Abstract:
At a fixed intensity measure (IM) level, the accuracy of engineering demand parameter (EDP) prediction is jointly controlled by the number of ground-motion acceleration time histories and the corresponding conditional dispersion. In nonlinear time-history analysis, structural response predictions can exhibit substantial variability when ground-motion records are selected from a finite sample pool. Although seismic design codes worldwide specify minimum numbers of input ground motions, such requirements remain largely empirically derived and lack a unified quantitative framework linking record count, input uncertainty, and prediction accuracy. Structures with distinct dynamic characteristics also display varying sensitivity to ground-motion attributes. Compared with short-period systems, medium- and long-period structures are generally more sensitive to velocity- and displacement-related ground-motion features. Spectral acceleration at the fundamental period [ Sa(T1) ] typically serves as a more efficient IM for short-period structures, whereas peak ground velocity (PGV) and Housner intensity (HI) are better suited for long-period counterparts. From the perspective of performance-based seismic demand assessment, the accuracy of EDP prediction is tightly coupled to the chosen IM; a more efficient IM can reduce the number of ground motions needed to meet a predefined target accuracy. Accordingly, the minimum number of input records should vary with a structure’s dynamic properties. Prior research has explored ground-motion sample sizes and their impacts on structural response evaluation, yet code provisions still rely predominantly on engineering experience. Existing work has largely focused on how record quantity, record selection schemes, and processing techniques affect the conditional mean of EDPs. By contrast, few systematic quantitative investigations have addressed IM-conditioned dispersion and associated sampling uncertainty under finite-sample conditions, as well as the quantification of the minimum number of ground motions required to achieve a target EDP prediction accuracy.

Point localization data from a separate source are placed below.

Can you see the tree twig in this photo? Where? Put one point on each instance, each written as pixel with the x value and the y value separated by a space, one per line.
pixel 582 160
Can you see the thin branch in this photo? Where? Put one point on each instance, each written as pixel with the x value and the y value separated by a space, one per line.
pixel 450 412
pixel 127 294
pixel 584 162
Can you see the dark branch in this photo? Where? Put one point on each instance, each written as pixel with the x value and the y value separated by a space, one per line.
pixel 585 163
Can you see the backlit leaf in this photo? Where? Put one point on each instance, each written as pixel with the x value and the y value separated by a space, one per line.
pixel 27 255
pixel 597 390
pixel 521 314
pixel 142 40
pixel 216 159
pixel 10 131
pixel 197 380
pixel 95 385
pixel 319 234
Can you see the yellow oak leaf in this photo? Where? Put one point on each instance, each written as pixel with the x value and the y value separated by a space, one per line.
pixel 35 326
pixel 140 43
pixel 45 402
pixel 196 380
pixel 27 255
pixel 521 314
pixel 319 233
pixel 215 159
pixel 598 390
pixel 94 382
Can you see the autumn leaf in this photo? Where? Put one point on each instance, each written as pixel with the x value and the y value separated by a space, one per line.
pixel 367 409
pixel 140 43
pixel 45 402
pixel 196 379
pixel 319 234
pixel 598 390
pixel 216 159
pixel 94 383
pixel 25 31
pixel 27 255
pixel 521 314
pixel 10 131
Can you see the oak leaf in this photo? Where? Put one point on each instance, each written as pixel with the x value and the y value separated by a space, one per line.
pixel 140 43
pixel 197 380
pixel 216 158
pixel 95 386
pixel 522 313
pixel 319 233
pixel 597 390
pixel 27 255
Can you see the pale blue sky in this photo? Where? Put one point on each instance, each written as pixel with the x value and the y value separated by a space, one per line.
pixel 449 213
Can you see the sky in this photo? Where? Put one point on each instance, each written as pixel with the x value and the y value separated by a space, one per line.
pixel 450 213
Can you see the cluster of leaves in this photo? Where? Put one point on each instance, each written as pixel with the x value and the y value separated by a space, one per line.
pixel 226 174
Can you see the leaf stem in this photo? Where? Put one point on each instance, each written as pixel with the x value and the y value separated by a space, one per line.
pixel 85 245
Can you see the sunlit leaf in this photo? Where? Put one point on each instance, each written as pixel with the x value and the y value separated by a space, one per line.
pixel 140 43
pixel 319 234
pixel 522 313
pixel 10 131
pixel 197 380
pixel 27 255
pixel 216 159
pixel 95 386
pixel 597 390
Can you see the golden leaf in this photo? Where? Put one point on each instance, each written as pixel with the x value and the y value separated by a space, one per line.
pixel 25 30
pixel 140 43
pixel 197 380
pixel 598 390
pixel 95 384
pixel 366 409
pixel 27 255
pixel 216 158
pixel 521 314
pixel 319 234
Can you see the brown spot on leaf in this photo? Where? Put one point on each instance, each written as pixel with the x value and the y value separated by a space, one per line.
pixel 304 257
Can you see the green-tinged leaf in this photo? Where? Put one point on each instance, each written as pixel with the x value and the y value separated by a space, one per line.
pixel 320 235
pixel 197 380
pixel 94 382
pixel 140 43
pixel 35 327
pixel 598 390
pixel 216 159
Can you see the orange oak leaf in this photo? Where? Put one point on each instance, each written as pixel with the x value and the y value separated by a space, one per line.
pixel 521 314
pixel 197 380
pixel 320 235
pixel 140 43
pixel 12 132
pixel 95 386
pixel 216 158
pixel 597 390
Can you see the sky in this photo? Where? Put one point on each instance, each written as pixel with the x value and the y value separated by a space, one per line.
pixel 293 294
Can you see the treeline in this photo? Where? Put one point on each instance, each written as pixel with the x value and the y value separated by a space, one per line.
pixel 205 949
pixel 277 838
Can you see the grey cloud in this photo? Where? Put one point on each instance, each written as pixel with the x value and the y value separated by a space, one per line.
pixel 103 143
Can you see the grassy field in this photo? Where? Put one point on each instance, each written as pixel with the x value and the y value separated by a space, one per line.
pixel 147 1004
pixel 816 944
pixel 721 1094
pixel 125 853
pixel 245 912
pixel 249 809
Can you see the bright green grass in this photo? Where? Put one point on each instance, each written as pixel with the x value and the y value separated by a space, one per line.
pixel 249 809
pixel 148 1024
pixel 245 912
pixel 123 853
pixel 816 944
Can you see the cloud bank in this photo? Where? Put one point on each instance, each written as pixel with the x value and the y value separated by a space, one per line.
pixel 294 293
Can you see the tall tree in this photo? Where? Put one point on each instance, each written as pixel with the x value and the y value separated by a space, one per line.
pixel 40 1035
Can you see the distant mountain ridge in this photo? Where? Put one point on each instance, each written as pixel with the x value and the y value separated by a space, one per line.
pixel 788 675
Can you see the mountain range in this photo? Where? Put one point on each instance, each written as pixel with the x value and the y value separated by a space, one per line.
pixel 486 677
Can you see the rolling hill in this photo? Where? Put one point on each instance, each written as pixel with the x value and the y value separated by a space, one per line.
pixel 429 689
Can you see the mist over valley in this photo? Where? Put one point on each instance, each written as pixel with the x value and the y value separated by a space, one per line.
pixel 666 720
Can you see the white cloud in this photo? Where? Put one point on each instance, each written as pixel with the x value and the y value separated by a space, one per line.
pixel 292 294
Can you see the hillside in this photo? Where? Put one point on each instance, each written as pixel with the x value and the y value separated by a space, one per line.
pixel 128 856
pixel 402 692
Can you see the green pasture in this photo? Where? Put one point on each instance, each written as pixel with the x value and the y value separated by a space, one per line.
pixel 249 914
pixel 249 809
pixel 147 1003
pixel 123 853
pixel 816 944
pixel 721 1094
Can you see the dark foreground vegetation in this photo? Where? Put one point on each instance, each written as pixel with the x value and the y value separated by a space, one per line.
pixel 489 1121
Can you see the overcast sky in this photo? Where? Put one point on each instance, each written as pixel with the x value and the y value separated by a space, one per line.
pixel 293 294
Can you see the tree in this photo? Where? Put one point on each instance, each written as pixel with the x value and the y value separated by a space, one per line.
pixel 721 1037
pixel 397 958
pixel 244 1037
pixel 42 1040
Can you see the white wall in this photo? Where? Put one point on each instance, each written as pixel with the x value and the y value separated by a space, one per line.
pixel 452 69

To fill this research gap, this study quantifies the interrelationships among IM-conditioned dispersion, sampling uncertainty, EDP prediction accuracy, and minimum sample size. A dataset comprising 3 969 unscaled ground-motion acceleration time histories is adopted. Four candidate IMs are considered: peak ground acceleration (PGA), spectral acceleration at the fundamental period [ Sa(T1) ] , peak ground velocity (PGV), and Housner intensity (HI). Two frame archetypes with contrasting dynamic properties are selected as case structures: a short-period frame with a fundamental period (T1=0.3 s), and a medium-period frame with (T1=1.35 s). IM–EDP seismic demand models are developed via nonlinear dynamic analyses, and IM-conditioned EDP dispersion is estimated from regression residuals. A repeated random sampling framework is then implemented to characterize the sampling distributions of conditional dispersion and relative prediction error under varying ground-motion sample sizes. Relative prediction error is adopted as the metric quantifying EDP prediction accuracy, while the median and 95th percentile interval are used to represent central tendency and sampling uncertainty, respectively.
The results reveal that sampling uncertainty in both conditional dispersion and relative prediction error gradually diminishes as the number of ground motions increases. For sample sizes exceeding 10 records, the influence of sampling uncertainty on EDP prediction accuracy can be reasonably neglected. When more than 20 ground motions are employed, the median of the conditional dispersion distribution stabilizes substantially; this indicates that the central tendency of conditional dispersion barely changes with further sample size growth, though sampling uncertainty persists. Beyond this threshold, increasing the number of ground motions no longer markedly alters the typical conditional dispersion level, but rather ensures that resultant EDP predictions satisfy the predefined accuracy criteria. When sampling uncertainty is explicitly accounted for and the acceptance criterion is defined such that 95% of relative prediction errors fall within a specified tolerance band (e.g., ±5%), the optimal IM and corresponding minimum sample size can be determined for structures with different fundamental periods. For the short-period frame, [ Sa(T1) ] emerges as the optimal IM, requiring a minimum of 5 ground motions. For the medium-period frame, HI constitutes the optimal IM, with a minimum sample size of no less than 80 records. These outcomes demonstrate that the optimal IM and required ground-motion quantity differ substantially for structures with distinct dynamic characteristics. More critically, EDP prediction accuracy is not solely controlled by sample size but dominated by IM selection. Once the characteristic conditional dispersion of a given IM is quantified, the minimum sample size required to achieve a target prediction accuracy can be readily calculated.
In summary, this study elucidates the inherent quantitative relationships among IM-conditioned dispersion, sample size, and EDP prediction accuracy under finite-sample and sampling uncertainty conditions. The findings provide a quantitative theoretical basis for selecting optimal intensity measures and determining the minimum number of ground-motion time histories required for nonlinear time-history analysis of structures with varied dynamic properties. This work can also improve the reliability and efficiency of seismic demand model calibration, seismic performance evaluation, and structural fragility function derivation.